I try to look in to what I can do to enhance my IPFire experience and also make use of some of the addons listed on the Wiki. I am not a good friend of CLI but can make do if necessary, meaning I rather not install anything that way.
One of the first I looked at was a way to get e-mail notifications for downtime, but that seems to be currently unavailable as a Pakfire Addon, from what I read on the Wiki. Ipfstatusmail Is that still in working condition?
WIO, that has been installed since almost day 1, has some useful things sending e-mal notifications for UP / DOWN on selected devices. Took me some extra glaring on the icons to figure that one out… testing it via restart of my monitored NAS did not trigger any mail, perhaps it was just to fast to be detected, testing with a VM instead, leaving it off a few minutes. Got the WIO settings at checking interval 5 minutes and ping at 3 seconds. I think I would like to reduce the checking interval to 30 seconds but does not seem possible in the interface.
I realize that I should perhaps look at a “bigger” solution to achieve better monitoring, like Observium or Zabbix, but then again my essential devices are like half a dozen so feels a bit over the top.
I use email notification with several IPFire modules (including WIO, Proxy accounting and IPFStatusMail), that gives me overall satisfaction.
WIO : Refreshing the status can take more than a minute, depending on the number of devices / OVPN processed and the responsiveness of the network…
So I think that’s why the period can’t be less than 5 minutes (executing a new status refresh while the previous one hasn’t finished would not be a good thing) ; likewise, modifications are not possible during the execution of the refresh, which could cause a loss of control of the module.
Proxy Accounting : I still receive emails every month with the consumption and invoice of each entity.
IPFStatusMail : I actually haven’t received any notifications for some time and I’m afraid that the module is no longer functional.
Edit: For sending mail, I use the core function (GUI > System > Mail service) and not an add-on
in my case, I have activated email notification on all the NAS that I manage (Synology) and I receive real-time alerts for all the events I need (power loss (+ inverter), degradation of volumes, material defect, temperatures, attempted attacks [black listed], etc.).

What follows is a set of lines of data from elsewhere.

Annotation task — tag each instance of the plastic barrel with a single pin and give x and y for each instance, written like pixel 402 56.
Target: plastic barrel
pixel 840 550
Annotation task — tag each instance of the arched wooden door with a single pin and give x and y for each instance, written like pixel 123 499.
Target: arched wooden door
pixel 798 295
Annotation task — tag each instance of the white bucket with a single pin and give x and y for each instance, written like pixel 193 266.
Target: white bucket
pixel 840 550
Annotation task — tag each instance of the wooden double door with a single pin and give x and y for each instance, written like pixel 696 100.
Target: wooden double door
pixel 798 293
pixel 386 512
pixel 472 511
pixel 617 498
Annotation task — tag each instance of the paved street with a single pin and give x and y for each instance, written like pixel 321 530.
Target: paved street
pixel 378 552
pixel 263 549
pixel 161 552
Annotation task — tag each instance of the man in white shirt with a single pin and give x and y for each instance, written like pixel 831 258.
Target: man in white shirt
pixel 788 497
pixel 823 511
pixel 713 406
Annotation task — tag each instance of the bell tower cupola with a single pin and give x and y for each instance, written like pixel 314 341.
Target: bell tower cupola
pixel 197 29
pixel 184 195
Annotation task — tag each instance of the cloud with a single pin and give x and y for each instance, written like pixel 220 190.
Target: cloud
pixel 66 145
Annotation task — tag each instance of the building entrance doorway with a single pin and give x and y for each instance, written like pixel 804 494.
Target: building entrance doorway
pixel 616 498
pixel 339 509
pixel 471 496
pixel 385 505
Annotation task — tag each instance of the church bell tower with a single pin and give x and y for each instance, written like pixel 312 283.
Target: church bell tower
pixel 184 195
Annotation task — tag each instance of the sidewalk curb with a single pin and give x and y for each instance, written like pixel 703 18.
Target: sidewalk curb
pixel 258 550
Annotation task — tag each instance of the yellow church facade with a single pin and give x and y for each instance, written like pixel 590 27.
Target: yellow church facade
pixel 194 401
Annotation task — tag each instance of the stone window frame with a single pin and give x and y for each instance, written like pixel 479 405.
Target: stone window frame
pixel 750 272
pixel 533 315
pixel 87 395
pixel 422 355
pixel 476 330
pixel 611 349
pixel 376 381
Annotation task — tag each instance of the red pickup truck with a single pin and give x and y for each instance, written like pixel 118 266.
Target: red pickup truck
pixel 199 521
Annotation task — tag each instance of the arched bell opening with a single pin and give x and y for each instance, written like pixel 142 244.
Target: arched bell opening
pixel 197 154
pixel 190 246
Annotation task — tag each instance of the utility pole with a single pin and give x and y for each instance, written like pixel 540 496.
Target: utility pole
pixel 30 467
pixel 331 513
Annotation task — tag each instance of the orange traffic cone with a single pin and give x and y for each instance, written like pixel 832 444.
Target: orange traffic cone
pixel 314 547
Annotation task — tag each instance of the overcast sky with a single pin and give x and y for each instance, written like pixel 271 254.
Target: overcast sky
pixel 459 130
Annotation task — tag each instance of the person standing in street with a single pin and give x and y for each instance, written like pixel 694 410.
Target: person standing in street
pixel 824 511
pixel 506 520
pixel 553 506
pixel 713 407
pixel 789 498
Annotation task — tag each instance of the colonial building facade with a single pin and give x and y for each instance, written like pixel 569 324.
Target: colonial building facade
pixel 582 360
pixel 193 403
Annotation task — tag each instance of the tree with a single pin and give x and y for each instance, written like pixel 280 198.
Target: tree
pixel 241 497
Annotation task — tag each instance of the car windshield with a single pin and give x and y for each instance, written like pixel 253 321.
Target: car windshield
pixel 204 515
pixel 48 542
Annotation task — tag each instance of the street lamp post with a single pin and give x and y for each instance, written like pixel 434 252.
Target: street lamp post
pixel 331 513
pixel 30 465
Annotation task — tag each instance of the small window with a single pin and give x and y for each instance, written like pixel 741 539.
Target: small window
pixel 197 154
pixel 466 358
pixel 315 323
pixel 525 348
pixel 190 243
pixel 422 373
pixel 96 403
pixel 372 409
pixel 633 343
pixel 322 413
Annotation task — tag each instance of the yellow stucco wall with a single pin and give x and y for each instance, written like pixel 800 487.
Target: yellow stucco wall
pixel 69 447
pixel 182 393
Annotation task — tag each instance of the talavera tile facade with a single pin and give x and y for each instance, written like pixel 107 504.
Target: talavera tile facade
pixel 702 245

Perhaps other manufacturers offer the same possibilities…
Note: In WIO, if your devices are on the same local network as IPFire, the 3 second timeout seems huge to me and you might have better global responsiveness by reducing it to 1 second
Well, having e-mail notifications on other devices is one thing, like your Synology example, I use Asustor.

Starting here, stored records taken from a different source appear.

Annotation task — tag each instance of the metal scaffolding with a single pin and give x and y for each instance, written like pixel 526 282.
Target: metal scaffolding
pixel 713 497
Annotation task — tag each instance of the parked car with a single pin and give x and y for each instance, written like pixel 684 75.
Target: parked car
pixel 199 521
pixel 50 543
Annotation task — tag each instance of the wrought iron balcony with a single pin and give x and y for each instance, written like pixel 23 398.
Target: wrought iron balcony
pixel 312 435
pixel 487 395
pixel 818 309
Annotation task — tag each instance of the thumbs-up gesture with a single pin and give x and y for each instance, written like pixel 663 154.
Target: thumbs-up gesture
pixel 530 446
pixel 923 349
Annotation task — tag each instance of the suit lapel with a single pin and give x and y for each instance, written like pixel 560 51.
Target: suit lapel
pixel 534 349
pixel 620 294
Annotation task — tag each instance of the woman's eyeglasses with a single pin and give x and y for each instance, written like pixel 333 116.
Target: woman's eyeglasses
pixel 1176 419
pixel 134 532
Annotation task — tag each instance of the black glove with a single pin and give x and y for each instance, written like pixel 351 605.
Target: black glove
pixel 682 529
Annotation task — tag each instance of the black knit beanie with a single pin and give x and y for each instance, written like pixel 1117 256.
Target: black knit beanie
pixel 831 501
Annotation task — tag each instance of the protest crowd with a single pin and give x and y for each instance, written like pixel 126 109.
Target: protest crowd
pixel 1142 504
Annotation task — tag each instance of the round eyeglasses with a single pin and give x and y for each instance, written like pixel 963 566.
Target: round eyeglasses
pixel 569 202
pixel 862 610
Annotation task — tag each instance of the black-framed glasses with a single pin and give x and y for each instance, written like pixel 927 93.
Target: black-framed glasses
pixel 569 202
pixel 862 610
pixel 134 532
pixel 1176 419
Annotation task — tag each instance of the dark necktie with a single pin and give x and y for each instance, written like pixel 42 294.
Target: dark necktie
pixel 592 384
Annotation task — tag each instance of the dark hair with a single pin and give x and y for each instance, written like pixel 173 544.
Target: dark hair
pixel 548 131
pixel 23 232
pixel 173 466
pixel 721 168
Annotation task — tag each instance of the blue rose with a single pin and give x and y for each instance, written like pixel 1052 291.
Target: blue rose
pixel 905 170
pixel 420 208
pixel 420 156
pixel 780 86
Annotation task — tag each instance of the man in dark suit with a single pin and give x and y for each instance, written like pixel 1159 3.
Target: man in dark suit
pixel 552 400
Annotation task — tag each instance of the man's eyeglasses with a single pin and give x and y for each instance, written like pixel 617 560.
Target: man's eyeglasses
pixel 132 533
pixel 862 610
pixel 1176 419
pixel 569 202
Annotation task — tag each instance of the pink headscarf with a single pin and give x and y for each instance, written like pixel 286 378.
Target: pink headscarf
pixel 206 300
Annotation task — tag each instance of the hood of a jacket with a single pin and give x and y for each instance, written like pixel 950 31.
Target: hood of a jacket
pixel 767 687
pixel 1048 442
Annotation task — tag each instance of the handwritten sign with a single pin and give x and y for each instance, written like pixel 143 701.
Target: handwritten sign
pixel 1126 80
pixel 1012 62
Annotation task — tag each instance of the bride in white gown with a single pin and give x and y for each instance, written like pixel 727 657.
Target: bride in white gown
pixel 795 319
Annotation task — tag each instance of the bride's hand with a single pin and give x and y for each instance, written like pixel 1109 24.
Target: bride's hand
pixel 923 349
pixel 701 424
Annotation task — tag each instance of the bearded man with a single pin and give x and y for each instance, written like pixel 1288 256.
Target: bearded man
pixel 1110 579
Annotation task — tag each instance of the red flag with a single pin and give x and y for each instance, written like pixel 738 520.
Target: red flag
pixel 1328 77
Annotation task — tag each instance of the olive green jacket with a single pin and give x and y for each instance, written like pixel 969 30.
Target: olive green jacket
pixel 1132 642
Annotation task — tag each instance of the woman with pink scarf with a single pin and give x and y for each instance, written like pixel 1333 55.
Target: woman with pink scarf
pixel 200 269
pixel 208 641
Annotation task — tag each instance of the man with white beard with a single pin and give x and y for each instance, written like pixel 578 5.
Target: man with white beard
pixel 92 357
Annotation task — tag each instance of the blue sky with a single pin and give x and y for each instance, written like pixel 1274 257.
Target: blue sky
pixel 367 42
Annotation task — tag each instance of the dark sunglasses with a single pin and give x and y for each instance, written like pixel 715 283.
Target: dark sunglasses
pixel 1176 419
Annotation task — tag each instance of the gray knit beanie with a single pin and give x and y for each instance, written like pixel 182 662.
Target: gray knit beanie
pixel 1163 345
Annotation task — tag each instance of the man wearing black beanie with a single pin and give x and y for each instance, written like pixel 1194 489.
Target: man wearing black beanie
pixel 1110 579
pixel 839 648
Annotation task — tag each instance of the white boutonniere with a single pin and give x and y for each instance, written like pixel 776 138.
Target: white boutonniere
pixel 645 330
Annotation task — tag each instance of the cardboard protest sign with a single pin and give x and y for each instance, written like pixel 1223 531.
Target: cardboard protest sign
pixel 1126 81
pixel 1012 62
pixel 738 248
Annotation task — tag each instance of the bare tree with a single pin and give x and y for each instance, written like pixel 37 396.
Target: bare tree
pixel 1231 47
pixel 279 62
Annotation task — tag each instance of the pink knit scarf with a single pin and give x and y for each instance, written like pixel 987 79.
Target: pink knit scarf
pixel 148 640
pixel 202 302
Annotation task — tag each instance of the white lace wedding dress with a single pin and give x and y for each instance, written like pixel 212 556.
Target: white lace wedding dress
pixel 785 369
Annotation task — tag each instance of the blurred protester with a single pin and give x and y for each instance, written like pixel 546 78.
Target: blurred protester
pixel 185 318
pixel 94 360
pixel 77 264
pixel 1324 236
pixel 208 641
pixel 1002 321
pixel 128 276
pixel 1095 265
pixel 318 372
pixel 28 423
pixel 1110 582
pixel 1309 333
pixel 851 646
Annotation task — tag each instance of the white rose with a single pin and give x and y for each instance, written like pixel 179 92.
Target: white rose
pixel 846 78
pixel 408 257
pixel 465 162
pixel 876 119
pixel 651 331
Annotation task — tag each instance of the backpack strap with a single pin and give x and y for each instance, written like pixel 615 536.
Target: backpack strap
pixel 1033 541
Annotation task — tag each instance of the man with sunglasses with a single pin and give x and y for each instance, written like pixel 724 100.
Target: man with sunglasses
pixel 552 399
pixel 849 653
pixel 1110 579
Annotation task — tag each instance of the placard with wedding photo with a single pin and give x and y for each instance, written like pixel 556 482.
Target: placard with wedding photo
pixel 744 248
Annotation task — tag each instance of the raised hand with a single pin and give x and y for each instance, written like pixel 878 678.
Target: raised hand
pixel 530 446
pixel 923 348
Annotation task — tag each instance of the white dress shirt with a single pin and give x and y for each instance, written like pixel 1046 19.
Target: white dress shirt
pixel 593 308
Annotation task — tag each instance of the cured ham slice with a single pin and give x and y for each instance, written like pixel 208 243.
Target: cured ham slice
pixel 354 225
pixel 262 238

But you need an external service to detect devices ping response and up/down-times. The timeout set by WIO is indeed on a local GB network so ping rate to 1 sec could of course be relevant, but the other setting, the time interval, can not be set lower than 5 minutes, not really sure what that is.
To test, you can edit the following file (at your own risk):
nano -l /srv/web/ipfire/cgi-bin/wio.cgi
and replace (line 975) :
for ($i=5; $i<=60; $i+=5) {
by…
for ($i=1; $i<=15; $i+=1) {
Thus, you now have a step of 1 to 15 mns for “Time interval for checking”
Note 1 : This change may be overwritten with the next WIO update…
Note 2 : Allowing less than 1 min is much more complicated
Note 3 : My proposal is not a suitable solution if you have many network devices to manage (the smallest values certainly too short between two refreshes)
I changed the title of this thread since I wanted to see if anyone can explain what the first time interval in WIO actually does? The upper one in below table…
When it is doing its check of all listed systems then you can not do any activity such as editing an entry or creating a new one. You will get the message that the action can’t be completed due to checking being ongoing.
So too frequent a check frequency will very frequently stop you making any updates or changes.
The time interval is from starting one checking to the start of the next check. If that is set at 1 minute and you have enough systems being checked that the check time takes 45 seconds then you only have 15 secs for doing any updates etc.